Despite slow start, early voting in Howard picks up by afternoon

Early voting starts in Howard: voters will pick new executive, replacements for retiring legislators

Turnout started slow but picked up in the afternoon in Howard County as polls opened Thursday for early voting. 

Though Howard Board of Elections Director Guy Mickley said in the morning that turnout at Columbia's Bain Center, one of three early voting locations in the county, was much lower than usual, by 3 p.m. he reported that turnout numbers were about twice as high as they had been over the same period during early voting in June's primary election. 

As they left the polls at the Miller library in Ellicott City, Sharon and Bill Koenig said they intentionally showed up to the vote in the afternoon. 

"We're retired, so we figured it would be easier to pick an off-peak time. In the middle of the afternoon, people are still at work," Bill Koenig said. 

Depite the afternoon spike in voting, Mickley still projected turnout for the county, including early voting, would be 50 to 55 percent. Normally, he said, turnout was between 60 and 65 percent, and in the 2012 general election 81 percent of registered Howard voters cast a vote. 

In October, more Howard County voters dropped from the rolls -- which happens when a registered voter moves or dies -- than signed up.

"I've never seen that before," Mickley said.
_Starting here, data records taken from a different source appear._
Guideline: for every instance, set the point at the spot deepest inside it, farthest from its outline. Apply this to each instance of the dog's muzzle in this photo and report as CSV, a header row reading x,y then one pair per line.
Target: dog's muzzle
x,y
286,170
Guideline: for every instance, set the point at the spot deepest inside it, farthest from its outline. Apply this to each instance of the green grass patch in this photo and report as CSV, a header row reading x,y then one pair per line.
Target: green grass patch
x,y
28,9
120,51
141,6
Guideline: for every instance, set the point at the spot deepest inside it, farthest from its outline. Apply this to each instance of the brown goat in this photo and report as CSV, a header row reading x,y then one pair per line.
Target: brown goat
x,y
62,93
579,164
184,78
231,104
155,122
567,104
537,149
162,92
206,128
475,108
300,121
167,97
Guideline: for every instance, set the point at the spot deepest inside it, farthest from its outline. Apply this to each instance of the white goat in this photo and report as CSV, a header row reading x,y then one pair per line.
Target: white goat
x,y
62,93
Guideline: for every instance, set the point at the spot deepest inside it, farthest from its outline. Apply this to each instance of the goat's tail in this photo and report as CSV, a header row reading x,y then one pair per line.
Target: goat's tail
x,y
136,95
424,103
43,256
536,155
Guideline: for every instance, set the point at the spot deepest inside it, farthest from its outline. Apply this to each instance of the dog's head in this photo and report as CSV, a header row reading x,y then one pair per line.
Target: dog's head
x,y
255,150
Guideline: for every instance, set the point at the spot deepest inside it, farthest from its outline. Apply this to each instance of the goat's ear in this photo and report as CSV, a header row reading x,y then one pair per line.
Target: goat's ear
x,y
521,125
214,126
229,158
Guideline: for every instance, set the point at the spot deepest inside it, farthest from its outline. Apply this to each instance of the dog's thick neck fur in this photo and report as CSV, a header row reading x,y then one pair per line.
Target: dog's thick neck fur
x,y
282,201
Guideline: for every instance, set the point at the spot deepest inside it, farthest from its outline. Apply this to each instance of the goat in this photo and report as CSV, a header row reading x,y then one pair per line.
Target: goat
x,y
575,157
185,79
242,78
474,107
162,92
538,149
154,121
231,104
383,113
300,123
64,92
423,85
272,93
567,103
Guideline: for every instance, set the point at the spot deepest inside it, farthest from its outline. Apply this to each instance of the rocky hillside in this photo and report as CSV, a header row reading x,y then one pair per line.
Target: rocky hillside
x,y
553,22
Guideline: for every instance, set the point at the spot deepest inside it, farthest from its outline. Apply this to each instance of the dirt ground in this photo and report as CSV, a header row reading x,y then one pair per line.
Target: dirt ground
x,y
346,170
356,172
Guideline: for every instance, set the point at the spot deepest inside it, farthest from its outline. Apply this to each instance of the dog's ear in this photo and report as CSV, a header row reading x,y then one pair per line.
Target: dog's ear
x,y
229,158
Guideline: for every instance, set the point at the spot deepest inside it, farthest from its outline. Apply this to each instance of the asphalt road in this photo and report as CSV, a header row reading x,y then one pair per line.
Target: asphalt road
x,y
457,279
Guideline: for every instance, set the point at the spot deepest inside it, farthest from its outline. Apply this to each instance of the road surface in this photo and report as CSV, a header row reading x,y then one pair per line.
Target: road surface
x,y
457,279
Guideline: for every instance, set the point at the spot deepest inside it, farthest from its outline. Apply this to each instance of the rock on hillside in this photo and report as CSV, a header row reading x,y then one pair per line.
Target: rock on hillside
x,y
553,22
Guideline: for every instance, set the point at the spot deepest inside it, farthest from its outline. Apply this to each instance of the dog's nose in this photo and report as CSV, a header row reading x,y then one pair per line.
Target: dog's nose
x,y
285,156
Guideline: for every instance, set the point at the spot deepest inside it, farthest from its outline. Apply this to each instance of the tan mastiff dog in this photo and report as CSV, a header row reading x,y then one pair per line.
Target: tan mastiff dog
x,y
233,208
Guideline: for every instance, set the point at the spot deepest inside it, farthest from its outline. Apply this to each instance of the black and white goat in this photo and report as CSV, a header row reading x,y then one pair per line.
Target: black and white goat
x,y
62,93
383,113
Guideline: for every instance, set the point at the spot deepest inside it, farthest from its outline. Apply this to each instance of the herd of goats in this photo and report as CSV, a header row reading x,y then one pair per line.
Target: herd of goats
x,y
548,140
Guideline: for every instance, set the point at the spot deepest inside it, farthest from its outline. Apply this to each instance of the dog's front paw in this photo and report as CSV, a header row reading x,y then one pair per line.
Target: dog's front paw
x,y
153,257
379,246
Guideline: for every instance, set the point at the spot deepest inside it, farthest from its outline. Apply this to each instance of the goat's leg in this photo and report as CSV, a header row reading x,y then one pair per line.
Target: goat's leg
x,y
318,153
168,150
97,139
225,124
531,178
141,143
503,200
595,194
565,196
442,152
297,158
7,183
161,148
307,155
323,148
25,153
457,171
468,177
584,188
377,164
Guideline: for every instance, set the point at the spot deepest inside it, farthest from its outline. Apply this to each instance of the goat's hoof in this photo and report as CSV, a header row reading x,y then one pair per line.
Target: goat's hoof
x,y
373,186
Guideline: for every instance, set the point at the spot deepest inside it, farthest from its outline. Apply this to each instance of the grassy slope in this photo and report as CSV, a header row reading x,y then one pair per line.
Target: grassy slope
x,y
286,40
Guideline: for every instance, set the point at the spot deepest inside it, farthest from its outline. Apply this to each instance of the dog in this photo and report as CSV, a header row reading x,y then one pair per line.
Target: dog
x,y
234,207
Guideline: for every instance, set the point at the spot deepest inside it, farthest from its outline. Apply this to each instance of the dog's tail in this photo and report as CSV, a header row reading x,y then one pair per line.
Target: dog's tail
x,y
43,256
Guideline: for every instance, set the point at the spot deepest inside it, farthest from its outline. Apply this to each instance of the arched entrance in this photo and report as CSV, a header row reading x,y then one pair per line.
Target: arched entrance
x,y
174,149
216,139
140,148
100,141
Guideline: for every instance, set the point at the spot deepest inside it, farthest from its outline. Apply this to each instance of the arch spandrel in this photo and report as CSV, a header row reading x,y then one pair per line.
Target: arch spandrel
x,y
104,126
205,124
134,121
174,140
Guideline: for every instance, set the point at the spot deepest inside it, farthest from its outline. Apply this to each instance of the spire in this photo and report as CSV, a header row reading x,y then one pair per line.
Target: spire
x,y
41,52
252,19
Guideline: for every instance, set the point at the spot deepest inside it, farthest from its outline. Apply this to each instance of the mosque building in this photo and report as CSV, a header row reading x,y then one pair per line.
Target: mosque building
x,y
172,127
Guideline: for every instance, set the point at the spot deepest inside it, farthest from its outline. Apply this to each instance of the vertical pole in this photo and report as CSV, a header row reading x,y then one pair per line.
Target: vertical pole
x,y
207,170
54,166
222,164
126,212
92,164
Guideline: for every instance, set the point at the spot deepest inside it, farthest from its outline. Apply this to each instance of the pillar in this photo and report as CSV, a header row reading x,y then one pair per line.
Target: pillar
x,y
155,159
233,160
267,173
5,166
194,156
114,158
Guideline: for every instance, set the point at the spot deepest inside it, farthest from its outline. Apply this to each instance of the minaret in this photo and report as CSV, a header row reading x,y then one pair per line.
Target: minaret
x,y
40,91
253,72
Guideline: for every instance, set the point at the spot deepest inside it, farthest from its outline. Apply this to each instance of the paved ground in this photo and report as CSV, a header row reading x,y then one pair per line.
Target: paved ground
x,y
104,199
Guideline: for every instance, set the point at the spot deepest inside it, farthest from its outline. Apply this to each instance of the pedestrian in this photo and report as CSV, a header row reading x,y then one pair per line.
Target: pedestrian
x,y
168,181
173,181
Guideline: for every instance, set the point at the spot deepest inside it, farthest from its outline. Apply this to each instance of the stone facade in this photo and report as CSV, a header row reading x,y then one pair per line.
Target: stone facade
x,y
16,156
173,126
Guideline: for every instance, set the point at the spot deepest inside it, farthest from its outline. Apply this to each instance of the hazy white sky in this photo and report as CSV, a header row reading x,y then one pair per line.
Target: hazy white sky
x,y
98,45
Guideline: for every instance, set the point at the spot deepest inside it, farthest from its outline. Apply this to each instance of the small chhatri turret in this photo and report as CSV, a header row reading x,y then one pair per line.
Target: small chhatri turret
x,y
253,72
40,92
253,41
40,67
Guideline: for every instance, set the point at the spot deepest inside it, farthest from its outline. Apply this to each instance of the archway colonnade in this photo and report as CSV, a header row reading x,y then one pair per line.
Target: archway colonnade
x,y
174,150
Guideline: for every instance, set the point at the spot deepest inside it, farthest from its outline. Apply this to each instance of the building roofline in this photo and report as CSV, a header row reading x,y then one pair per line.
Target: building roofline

Usually, he noted, the board sees a surge of new registrations in the last three weeks before an election.

As he cast his vote at the Bain Center Thursday, County Executive Ken Ulman, who is running for lieutenant governor on Democratic candidate Anthony Brown's ticket, said it was critical to both candidates in the gubernatorial race that supporters show up to vote. 

"Whoever folks are voting for, we want to make sure people know there are short lines or no lines" at early voting centers, he said.

"We feel strong in any circumstance, but there's no question that stronger turnout helps us," Ulman said of his and Brown's campaign. "We know our voters are out there." 

Democratic county executive candidate Courtney Watson, who met Ulman at the polls, was even more blunt.

"The campaign that gets their voters turned out is going to win," she said. 

Tony Cuticchia, of Ellicott City, said he came out to the polls because "we've got to bust this Democratic stronghold."

He called himself a "disgusted voter" who felt "nothing changes but the time.

"People are frustrated," he said. 

Meanwhile, Jeff Arney and Jeanie Landolt said they cast their vote early because they're happy with the way the county is run. 

"We're really passionate about keeping Howard County progressive," Arney said. "We just really wanted to make a statement by coming out today." 

This year, Howard County voters will pick a new executive and will choose among fresh faces for several State House seats, as veteran local politicians, including state Sen. Jim Robey, Del. Liz Bobo, Del. Steve DeBoy and Del. Jimmy Malone retire. 

Early voting centers will be open from 10 a.m. to 8 p.m. on Oct. 23 and every day for the next week, through Oct. 30. Early voting centers are open throughout the weekend.

In Howard, residents can vote at one of three locations during the early voting period: Columbia's Florence Bain Senior Center, the Miller Branch library in Ellicott City and Ridgely's Run Community Center in Jessup.